A series of surreal tableaux unfolds: a woman swims serenely, only to sink inexplicably to the pool’s bottom, tethered by a single thread. Abruptly, we’re thrust into a grotesque banquet — a woman served on a plate and devoured by a man and another woman. The next cut reveals a full‑term fetus in utero, then returns us to the same figure as a young girl, her wide‑eyed gaze echoing innocence, emptiness, confusion, and a dash of dread.

Evoking the ephemeral dreamscapes of Andrei Tarkovsky, The Pool employs stop‑motion puppets with hollow, expressionless faces to reflect the protagonist’s unprocessed grief, suffocation, and emotional entrapment. The startling transitions capture the bewilderment of adulthood, where childhood memories haunt every moment yet defy comprehension. Kopiec’s cryptic short is a dark exploration of loss and the chasm between past and present — and between mother and daughter.


By the Way, Mahboobeh Kalaee, Ali Fotoohi, Iran

Set entirely inside a single apartment, bulb‑obsessed Majid recalls the day electricity first lit his childhood home and how it sparked his lifelong fascination.
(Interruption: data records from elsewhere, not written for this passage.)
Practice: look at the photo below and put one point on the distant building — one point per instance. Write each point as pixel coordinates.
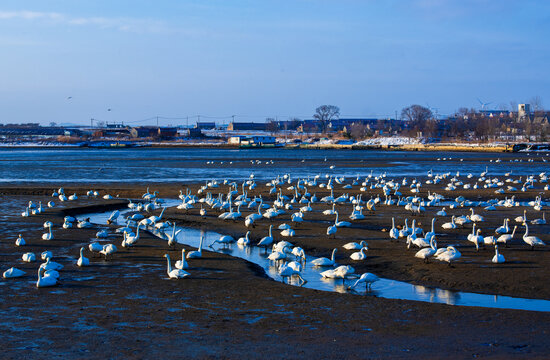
(524, 111)
(167, 133)
(205, 125)
(233, 126)
(144, 131)
(252, 140)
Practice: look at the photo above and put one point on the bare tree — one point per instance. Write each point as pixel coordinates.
(326, 113)
(536, 103)
(418, 117)
(358, 131)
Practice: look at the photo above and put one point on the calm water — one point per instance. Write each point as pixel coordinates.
(384, 288)
(181, 165)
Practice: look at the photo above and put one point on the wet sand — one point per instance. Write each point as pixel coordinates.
(228, 308)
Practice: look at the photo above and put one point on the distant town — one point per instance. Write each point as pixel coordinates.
(416, 125)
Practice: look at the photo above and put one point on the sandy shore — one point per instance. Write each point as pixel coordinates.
(228, 308)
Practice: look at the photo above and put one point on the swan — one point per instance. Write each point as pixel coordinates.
(367, 278)
(176, 273)
(82, 261)
(244, 241)
(266, 240)
(450, 225)
(108, 249)
(531, 240)
(324, 261)
(355, 246)
(426, 253)
(13, 272)
(20, 241)
(449, 255)
(46, 280)
(341, 223)
(498, 258)
(394, 233)
(198, 253)
(360, 255)
(182, 264)
(28, 257)
(505, 238)
(48, 235)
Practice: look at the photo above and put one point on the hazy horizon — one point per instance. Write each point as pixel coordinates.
(69, 62)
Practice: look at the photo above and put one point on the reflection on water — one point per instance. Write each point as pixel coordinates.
(385, 288)
(176, 165)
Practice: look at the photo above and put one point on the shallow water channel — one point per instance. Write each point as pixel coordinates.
(384, 288)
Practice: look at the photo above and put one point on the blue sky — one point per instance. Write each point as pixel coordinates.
(266, 58)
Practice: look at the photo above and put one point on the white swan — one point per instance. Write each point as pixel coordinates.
(175, 273)
(498, 258)
(324, 261)
(13, 272)
(82, 260)
(198, 253)
(182, 264)
(46, 280)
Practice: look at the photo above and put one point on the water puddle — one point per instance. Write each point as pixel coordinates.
(384, 288)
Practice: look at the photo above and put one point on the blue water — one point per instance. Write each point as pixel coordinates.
(384, 288)
(147, 165)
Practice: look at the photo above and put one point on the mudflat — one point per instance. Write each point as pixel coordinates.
(228, 308)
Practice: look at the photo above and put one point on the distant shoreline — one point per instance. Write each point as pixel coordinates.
(405, 147)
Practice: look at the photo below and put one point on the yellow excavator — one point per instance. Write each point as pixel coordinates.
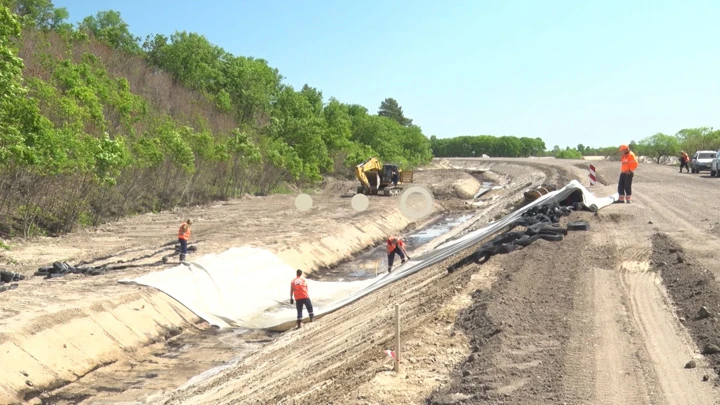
(378, 178)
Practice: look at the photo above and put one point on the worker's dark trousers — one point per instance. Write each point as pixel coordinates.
(183, 249)
(308, 304)
(625, 186)
(391, 256)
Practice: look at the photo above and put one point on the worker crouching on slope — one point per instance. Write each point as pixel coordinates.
(627, 171)
(396, 245)
(183, 238)
(298, 289)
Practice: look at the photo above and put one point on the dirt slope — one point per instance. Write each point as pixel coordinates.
(585, 320)
(56, 331)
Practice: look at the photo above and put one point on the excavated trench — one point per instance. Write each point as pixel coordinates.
(194, 356)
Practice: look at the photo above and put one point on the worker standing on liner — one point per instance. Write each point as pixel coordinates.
(298, 289)
(183, 238)
(627, 171)
(396, 245)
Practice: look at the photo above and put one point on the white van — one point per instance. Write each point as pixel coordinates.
(701, 160)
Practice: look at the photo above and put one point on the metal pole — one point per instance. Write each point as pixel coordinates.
(397, 338)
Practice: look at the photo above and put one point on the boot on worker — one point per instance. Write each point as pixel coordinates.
(396, 245)
(183, 238)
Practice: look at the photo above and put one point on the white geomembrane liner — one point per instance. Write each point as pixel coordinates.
(247, 287)
(250, 287)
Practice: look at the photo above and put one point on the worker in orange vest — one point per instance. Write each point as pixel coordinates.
(298, 289)
(183, 238)
(396, 245)
(684, 161)
(627, 171)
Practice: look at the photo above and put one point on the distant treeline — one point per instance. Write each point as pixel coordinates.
(502, 146)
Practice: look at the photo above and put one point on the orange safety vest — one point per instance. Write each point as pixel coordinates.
(184, 232)
(629, 162)
(299, 287)
(393, 243)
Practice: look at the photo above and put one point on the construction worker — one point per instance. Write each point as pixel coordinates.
(627, 170)
(396, 245)
(684, 161)
(183, 238)
(298, 289)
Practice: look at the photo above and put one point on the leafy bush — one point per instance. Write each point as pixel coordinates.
(568, 154)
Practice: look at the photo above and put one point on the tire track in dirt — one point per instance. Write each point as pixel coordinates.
(583, 322)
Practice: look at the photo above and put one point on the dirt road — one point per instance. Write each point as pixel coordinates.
(605, 316)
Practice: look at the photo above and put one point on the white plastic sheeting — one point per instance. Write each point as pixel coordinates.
(246, 287)
(249, 287)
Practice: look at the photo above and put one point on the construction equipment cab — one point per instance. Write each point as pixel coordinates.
(378, 178)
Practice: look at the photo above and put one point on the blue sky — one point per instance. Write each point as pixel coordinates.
(592, 72)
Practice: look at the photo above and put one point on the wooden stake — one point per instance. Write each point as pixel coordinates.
(397, 338)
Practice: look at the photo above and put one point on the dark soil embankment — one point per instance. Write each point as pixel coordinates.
(519, 329)
(692, 288)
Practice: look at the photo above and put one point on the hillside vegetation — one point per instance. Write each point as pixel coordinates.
(96, 126)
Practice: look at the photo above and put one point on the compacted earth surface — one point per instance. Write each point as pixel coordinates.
(622, 313)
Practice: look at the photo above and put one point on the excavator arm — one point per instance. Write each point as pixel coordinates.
(361, 170)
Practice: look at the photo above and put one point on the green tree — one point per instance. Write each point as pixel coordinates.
(109, 27)
(660, 146)
(40, 13)
(391, 109)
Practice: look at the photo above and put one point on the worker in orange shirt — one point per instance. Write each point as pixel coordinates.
(298, 289)
(183, 238)
(627, 170)
(684, 161)
(395, 245)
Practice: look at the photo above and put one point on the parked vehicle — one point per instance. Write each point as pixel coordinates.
(714, 169)
(701, 160)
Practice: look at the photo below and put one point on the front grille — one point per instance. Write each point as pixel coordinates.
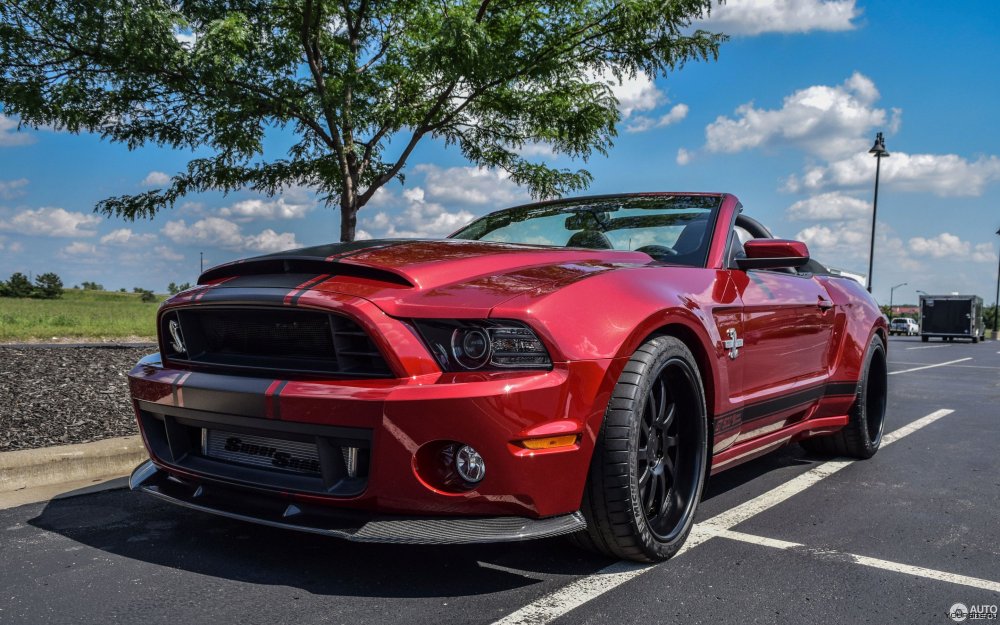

Soon, his sole dream is to fashion a “fairyland of bulbs.” This lighthearted, mixed‑media reminiscence, borrowing the intimate setting and techniques of Kalaee’s earlier film The Fourth Wall, effortlessly shifts from personal and familial anecdotes to a broader cultural history, tracing both individual memories and Iran’s own evolution through the changing glow of electric light.

By the Way

Dollhouse Elephant, Jenny Jokela, Finland

Following her striking short Sweet Like Lemons (2023), which dissected a fractured relationship, Jokela returns with a visual delight painted in acrylic on paper. Accompanied by a richly layered choral soundtrack, its harmonies underscoring how a single voice out of tune can shatter unity, the film probes the tension between communal bonds and individual ambition. Fluid brushstrokes warp and shift in time with the choir’s crescendos, mirroring the ebb and flow of social cohesion. Through these vivid, painterly sequences, Dollhouse Elephant leaves us pondering whether we can ever truly unite for the collective good in a world increasingly driven by personal priorities.

Dollhouse Elephant

Shadows, Rand Beiruty, France/Jordan

Amid the bustle of an airport terminal, 15‑year‑old Ahlam watches travelers with quiet awe, until a stray deer brushes past her, triggering a flood of memories. We shift between her whispered anxieties and the judgmental glances of passersby as she recalls being married at 13 to an abusive, mentally unstable husband, giving birth at 14, and having her child taken away soon after. Now, fleeing Baghdad, Ahlam makes her way to the departure gate while the shadows of her past cling close.

Don’t be fooled by the film’s lush, painterly backdrops: Shadows is a visceral journey into a reality most of us cannot imagine. Based on interviews with Ahlam, its expressive visuals and shifting perspectives bring her story and memories powerfully to life, leaving us to wonder: while physical escape may be possible, can she ever truly flee the pain of her past?

Pictured at top, left-to-right: Dollhouse Elephant, Bread Will Walk, The Pool or Death of a Goldfish.